First, note that we can assume that all $\epsilon_j = 1$.  If not, replace $L_j$ by $\frac{L_j}{\epsilon_j}$ and note that all of the hypotheses pertaining to forms and their conjugates still hold.
Suppose there are $r$ forms which have real coefficients and $s$ pairs of complex conjugate forms so that $r + 2s = N$.  Without loss of generality, $L_1, \ldots, L_r$ have real coefficients and $\bar{L}_{r+j} = L_{r+s+j}$ for each $1 \leq j \leq s$.  Then we can write $$L_{r+j} = \frac{R_j + i I_j}{\sqrt{2}} \\ L_{r+s+j} = \frac{R_j - i I_j}{\sqrt{2}}$$ for linear forms with real coefficients $R_j$ and $I_j$ and $1 \leq j \leq s$.  Observe that if we look at the set of forms $L_j$ for $1 \leq j \leq r$ and $R_k, I_k$ for $1 \leq k \leq s$, we have $r + 2s = N$ linear forms in $N$ variables, where all the linear forms have real coefficients.  In particular, using the fact that $\bar{a}_{r+j,k} = a_{r+s+j,k}$ for all $1 \leq j \leq s$ and $1 \leq k \leq N$ (this is simply restating that $\bar{L}_{r+j} = L_{r+s+j}$), we can explicitly describe $R_j$ and $I_j$: $$ R_j(x_1, \ldots, x_N) = \sqrt{2} \text{Re}[a_{r+j,1}]x_1 + \cdots + \sqrt{2} \text{Re}[a_{r+j,N}] x_N \\ I_j(x_1, \ldots, x_N) = \sqrt{2} \text{Im}[a_{r+j,1}]x_1 + \cdots + \sqrt{2} \text{Im}[a_{r+j,N}] x_N$$
Let $A$ be the matrix whose entries are the coefficients of the forms $L_j$ for $1 \leq j \leq r$ and $R_k, I_k$ for $1 \leq k \leq s$.  I won't go into the gory details, but using elementary properties of determinants, you can show that $|\det(A)| = |\det(M)| \leq 1$.  Now you can apply the version of Minkowski's Linear Forms Theorem where the coefficients of the linear forms are real (proofs of this theorem are plentiful) to find a nonzero point $\mathbf{x} = (x_1, \ldots, x_N) \in \mathbb{Z}^N$ where $|L_1(\mathbf{x})| \leq 1$, $|L_j(\mathbf{x})| < 1$ for $2 \leq j \leq r$ and $|R_k(\mathbf{x})|, |I_k(\mathbf{x})| < 1$ for each $1 \leq k \leq s$.
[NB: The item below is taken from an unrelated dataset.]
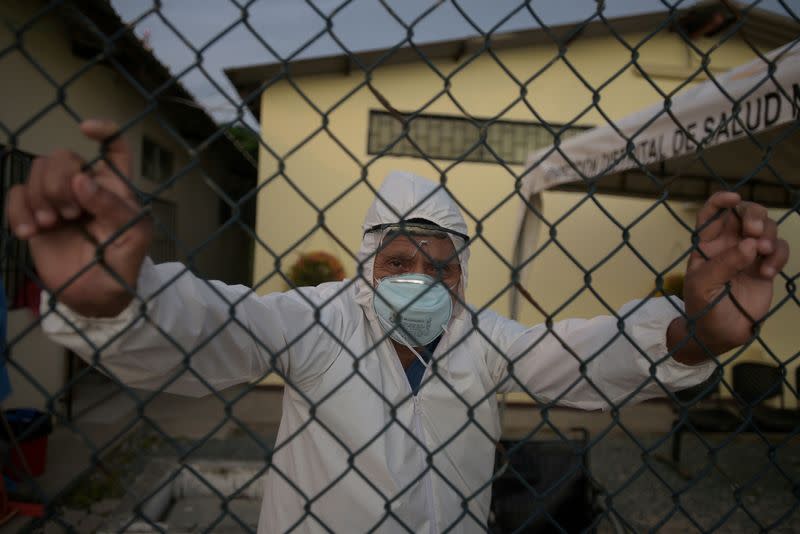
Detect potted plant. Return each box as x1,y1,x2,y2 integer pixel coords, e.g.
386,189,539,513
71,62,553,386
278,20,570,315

But then we have, for each $1 \leq j \leq s$ $$|L_{r+j}(\mathbf{x})|^2 = \left|\frac{R_j(\mathbf{x}) + i I_j(\mathbf{x})}{\sqrt{2}} \right|^2 = \frac{R_j(\mathbf{x})^2 + I_j(\mathbf{x})^2}{2} < 1 \\ |L_{r+s+j}(\mathbf{x})|^2 = \left|\frac{R_j(\mathbf{x}) - i I_j(\mathbf{x})}{\sqrt{2}} \right|^2 = \frac{R_j(\mathbf{x})^2 + I_j(\mathbf{x})^2}{2} < 1$$.
This shows that $|L_1(\mathbf{x})| \leq 1$ and for each $2 \leq j \leq N$, we have $|L_j(\mathbf{x})| < 1$, which is exactly what we wanted.